Ben Neill: Mainspring (Trompete traficado em fundo minimalista).
Bobby Previte: Claude’s Late Morning (Mais um músico ligado a Elliott Sharp, desta vez o percussionista).
Coil: Gold is the Metal (As magias invertidas em tons classizantes).
David Borden/Mother Mallard: Migration (Um dos nomes fundamentais da nova escola minimalista americana).
David Fulton: Marcos & Harry, pt. 3 – Semi Trilogy (Serrotes e computadores no novo tribalismo elétrico).
Delerium: Faces, Forms & Illusions (Arabizantes, ambientais e ameaçadores).
Elliott Sharp: Larynx (Nova Iorque histérica).
Fred Frith: The Technology of Tears (A tecnologia da complexidade).
Jon Hassell/Farafina: Flash of the Spirit (A música do Burkina Faso acionada por botões e enfeitada com trompete).
Lights In A Fat City: Somewhere (Didgeridoo digital em música para aborígenes sofisticados).
Mikel Rouse Broken Consort: A Lincoln Portrait (Outro dos nomes importantes do minimalismo americano).
Motor Totemist Guild: Shapuno Zoo (Rebuscados, Perfeccionistas, tocam tudo e mais alguma coisa. Inclassificáveis).
Non Credo: Reluctant Hosts (os medos infantis. O papão. Estes alemães parecem inocentes mas tocam-nos o cérebro como se fôssemos bonecos).
Pere Ubu: The Tenement Year (Regresso em forma do gordo mais simpático do mundo em novos exercícios de contorcionismo vocal).
Recoil: Hidrology (Kraftwerk, versão esotérica).
Robert Musci & Giovanni Venosta: Urban and Tribal Portraits (O título diz tudo).
Steve Moore: A Quiet Gathering (O mistério das catedrais.
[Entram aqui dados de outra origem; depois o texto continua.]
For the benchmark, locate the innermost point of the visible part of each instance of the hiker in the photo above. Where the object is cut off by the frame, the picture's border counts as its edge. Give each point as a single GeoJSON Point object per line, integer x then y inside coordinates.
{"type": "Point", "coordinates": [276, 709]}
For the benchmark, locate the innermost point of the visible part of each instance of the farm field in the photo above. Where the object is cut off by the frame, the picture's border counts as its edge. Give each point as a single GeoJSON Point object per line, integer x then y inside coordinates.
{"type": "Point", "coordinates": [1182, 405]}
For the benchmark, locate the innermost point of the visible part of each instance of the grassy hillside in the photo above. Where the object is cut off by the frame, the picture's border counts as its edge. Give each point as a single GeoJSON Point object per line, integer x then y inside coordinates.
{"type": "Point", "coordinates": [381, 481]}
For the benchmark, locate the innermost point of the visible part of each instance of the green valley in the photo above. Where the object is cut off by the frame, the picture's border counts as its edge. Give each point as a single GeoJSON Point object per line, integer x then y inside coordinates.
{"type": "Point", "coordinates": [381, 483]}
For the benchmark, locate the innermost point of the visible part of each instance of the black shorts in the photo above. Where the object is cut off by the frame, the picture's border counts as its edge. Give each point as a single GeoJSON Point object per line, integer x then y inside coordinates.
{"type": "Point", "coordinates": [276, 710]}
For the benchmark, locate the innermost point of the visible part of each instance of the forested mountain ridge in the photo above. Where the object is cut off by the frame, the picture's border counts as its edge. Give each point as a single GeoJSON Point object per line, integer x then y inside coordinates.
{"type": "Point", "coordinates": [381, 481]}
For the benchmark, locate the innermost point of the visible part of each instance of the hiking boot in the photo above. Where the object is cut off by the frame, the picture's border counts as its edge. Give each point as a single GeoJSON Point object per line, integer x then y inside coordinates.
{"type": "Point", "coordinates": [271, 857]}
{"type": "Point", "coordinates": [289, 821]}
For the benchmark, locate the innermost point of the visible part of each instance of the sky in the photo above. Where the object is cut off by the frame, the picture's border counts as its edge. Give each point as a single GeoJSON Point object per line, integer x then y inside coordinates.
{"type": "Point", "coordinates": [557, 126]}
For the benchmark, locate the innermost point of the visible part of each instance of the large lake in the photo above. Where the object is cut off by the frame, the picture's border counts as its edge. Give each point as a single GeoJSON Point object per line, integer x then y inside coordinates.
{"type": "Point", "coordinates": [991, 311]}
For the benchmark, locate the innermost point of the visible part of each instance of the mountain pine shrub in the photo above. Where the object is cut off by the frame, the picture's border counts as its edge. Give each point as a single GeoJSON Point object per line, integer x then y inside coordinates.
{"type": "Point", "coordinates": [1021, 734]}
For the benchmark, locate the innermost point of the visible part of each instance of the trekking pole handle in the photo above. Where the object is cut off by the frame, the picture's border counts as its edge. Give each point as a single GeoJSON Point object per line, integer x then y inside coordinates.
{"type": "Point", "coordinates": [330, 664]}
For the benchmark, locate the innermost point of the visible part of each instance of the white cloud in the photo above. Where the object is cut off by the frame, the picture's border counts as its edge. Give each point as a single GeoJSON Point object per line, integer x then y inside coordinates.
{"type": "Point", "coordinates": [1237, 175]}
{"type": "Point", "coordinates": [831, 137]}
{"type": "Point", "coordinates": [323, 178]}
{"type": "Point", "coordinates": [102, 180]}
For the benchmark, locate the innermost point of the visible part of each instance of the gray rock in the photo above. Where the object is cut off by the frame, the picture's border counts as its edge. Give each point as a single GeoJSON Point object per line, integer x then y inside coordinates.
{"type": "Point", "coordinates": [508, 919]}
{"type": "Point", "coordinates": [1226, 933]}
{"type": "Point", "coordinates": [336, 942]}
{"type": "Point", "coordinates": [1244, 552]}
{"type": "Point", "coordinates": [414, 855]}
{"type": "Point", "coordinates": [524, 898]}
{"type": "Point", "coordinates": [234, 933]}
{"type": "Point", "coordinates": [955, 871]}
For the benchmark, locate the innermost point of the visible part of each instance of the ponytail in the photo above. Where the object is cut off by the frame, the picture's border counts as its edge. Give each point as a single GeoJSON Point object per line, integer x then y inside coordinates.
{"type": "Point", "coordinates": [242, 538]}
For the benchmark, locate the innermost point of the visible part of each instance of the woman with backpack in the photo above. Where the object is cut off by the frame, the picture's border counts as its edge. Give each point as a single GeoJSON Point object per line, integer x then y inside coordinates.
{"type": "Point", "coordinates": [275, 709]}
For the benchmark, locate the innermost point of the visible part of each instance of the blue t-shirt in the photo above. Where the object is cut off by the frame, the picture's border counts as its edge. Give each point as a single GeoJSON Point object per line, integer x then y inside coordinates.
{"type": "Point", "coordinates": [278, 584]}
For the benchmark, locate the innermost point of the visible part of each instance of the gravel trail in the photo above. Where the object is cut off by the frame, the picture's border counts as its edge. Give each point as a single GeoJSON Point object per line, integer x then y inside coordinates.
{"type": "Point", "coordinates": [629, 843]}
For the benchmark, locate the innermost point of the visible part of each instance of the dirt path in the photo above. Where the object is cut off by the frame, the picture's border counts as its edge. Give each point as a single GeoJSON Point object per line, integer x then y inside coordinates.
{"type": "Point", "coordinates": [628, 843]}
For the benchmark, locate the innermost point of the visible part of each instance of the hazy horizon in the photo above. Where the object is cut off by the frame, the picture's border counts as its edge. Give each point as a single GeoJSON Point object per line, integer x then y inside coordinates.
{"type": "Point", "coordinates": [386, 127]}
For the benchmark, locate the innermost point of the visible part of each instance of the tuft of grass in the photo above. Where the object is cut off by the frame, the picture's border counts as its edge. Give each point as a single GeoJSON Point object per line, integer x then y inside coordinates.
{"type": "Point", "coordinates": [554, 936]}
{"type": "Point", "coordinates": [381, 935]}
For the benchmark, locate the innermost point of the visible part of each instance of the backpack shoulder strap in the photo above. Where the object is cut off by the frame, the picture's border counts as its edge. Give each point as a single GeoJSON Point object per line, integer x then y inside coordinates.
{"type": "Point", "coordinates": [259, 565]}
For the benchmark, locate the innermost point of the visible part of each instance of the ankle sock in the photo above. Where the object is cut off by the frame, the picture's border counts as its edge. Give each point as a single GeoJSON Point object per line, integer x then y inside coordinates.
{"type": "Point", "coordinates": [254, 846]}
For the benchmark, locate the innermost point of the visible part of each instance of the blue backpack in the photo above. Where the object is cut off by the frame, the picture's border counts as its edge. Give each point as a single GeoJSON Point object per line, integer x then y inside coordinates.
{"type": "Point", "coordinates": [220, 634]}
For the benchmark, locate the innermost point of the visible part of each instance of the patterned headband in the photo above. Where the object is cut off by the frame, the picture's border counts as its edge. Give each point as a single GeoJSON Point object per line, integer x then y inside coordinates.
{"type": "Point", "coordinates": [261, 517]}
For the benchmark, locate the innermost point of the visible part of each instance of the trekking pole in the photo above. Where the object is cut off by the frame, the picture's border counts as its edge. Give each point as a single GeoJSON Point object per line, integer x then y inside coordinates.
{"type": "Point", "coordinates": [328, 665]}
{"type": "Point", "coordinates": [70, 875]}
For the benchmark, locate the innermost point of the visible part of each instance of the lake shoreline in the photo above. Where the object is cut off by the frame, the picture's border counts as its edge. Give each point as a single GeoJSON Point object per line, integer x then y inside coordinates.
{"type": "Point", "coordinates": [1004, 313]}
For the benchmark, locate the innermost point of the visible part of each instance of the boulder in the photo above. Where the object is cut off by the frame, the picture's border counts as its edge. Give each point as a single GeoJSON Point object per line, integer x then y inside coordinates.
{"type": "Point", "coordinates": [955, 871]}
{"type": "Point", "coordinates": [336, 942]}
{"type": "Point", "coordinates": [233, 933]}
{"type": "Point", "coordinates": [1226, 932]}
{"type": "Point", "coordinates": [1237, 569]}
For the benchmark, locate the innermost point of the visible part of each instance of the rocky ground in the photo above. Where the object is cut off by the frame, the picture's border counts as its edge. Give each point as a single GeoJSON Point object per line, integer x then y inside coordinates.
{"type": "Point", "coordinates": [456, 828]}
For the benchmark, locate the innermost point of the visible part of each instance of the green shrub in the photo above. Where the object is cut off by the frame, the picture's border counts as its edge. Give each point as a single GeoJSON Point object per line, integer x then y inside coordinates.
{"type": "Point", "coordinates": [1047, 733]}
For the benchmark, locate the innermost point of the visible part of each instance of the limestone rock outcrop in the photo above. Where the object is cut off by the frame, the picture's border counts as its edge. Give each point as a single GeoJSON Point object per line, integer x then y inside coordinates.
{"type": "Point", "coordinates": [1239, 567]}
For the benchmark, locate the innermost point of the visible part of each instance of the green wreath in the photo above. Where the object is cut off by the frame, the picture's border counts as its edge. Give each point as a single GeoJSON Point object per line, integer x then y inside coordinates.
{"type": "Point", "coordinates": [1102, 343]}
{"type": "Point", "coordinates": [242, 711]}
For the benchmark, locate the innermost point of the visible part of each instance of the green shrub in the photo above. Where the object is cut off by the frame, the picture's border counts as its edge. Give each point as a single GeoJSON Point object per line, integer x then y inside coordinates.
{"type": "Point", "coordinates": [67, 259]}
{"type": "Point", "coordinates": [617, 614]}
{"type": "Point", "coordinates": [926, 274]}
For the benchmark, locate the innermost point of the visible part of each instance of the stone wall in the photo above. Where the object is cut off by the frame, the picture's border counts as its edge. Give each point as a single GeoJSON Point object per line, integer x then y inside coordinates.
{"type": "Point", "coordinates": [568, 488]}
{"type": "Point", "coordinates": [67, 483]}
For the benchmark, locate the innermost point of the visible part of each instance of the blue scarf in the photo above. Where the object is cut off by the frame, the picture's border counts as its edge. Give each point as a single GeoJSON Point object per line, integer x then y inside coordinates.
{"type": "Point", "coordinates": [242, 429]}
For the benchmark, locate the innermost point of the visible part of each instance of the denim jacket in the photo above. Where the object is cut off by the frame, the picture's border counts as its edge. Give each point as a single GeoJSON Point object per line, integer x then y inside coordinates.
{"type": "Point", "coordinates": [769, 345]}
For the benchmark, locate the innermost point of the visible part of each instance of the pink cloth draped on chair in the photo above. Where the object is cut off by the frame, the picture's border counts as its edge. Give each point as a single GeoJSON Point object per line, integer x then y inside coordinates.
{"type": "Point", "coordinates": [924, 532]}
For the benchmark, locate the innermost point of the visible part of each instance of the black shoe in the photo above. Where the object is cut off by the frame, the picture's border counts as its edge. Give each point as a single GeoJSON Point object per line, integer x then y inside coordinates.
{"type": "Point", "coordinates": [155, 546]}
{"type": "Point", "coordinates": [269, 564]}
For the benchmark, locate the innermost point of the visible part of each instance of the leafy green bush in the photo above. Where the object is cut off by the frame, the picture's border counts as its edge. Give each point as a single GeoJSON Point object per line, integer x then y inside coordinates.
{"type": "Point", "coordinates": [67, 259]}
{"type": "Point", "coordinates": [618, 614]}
Um dos lados é apelidado de «Música de câmara para sons ambientais»).
Test Dept.: Terra Firma (Depois do metal a Terra, os cânticos guerreiros e a gaita-de-foles).
Univers Zero: Uzed (Os belgas discípulos dos Magma continuam a tarefa de dar um rosto solene à velha Europa).
When: Death in the Blue Lake (O líder dos Holy Toy inspira-se na obra do seu compatriota, o escritor Henrik Ibsen, agarra em samples do «Tristão e Isolda» de Wagner e constrói um disco estranhíssimo e grandioso).
e ainda: Heiner Goebbels & Heiner Muller: Der Mann im Fahrstuhl; Jazz Passengers: Deranged and Decomposed; Jocke Soderqvist: Perma Blue; Last Exit: Iron Path; Luciano Margorani: Home Recording is Killing Studios; John Surman: Private City; Peter Blegvad: Downtime; President: Bring Yr Camera; Uludag: Mau Mau; 5UU’s: Elements.

1989

Agnes Buen Garnas/Jan Garbarek: Rosensfole (A voz celestial de Agnes leva-nos direitinho ao Céu).
Barry Adamson: Moss Side Story (O ex-Magazine numa obra heterogénea em tons de negro e sangue).
Charles W. Vrtacek: When Heaven Comes to Town (O que Eno poderia ter feito mas não fez. O que Satie faria se fosse vivo e utilizasse um sampler em vez do piano).
David Byrne: Rei Momo (Onde se prova que as boas saladas devem levar salsa).
Edward Ka-Spel: Perhaps We’ll Only See a Thin Blue Line (Edward mais experimentalista do que nos Legendary).
Einstuerzende Neubauten: Haus der Luege (Os niilistas berlinenses mais virulentos do que nunca).
Fred Frith: The Top of his Head (Aproveito para dizer que, para mim, é Frith e não Zorn, o músico da década. Zorn é o segundo… Está feita a correção).
Glenn Branca: Symphony N.º 6-Devil Choirs at the Gates of Heaven (Não sei quantas guitarras fazem a festa e o rugido do costume).
Hector Zazou: Géologies (música clássica erudita que Zazou é gente séria).
Invaders Of The Heart: Without Judgement (Oriente vs, Ocidente em guerra religiosa instigada por Jah Wobble).
Laurie Anderson: Strange Angels (Laurie Pop, a grande pecadora…).
Lounge Lizards: Voice of Chunk (O sax emblemático da Nova Iorque underground).
Michael Nyman: The Cook, The Thief, His Wife & Her Lover (De novo juntos, Nyman e Greenaway. Como sempre obcecados pela morte e desta vez também pela comida).
Philip Glass: 1000 Aeroplanes on the Roof (Ou mudava ele ou nós). Felizmente, mudou ele. Ou será que fomos nós?…).
Robert Merdzo: Darwin Waltzes (Da mesma escola que Branca).
Seigen Ono: Comme des Garçons, vols. 1 & 2 (Da New Age dos primeiros tempos passou para companhia de Frith, Zorn, Frisell, Lindsay, Lurie e por aí fora. Sim, os referidos tocam todos neste disco).
Stan Ridgway: Mosquitos (O melhor contador de histórias da América, a par de Tom Waits. Como este também das vozes mais originais).
Steve Tibbetts: Big Map Idea (o misticismo ECM por um dos melhores guitarristas da casa).
Worlds Of Love: The Worlds of Love (Depois de canções sobre o poder, David Garland regressa cantando o amor em todas as suas variantes. Apaixonado ou não, mantém-se tão excêntrico como nunca).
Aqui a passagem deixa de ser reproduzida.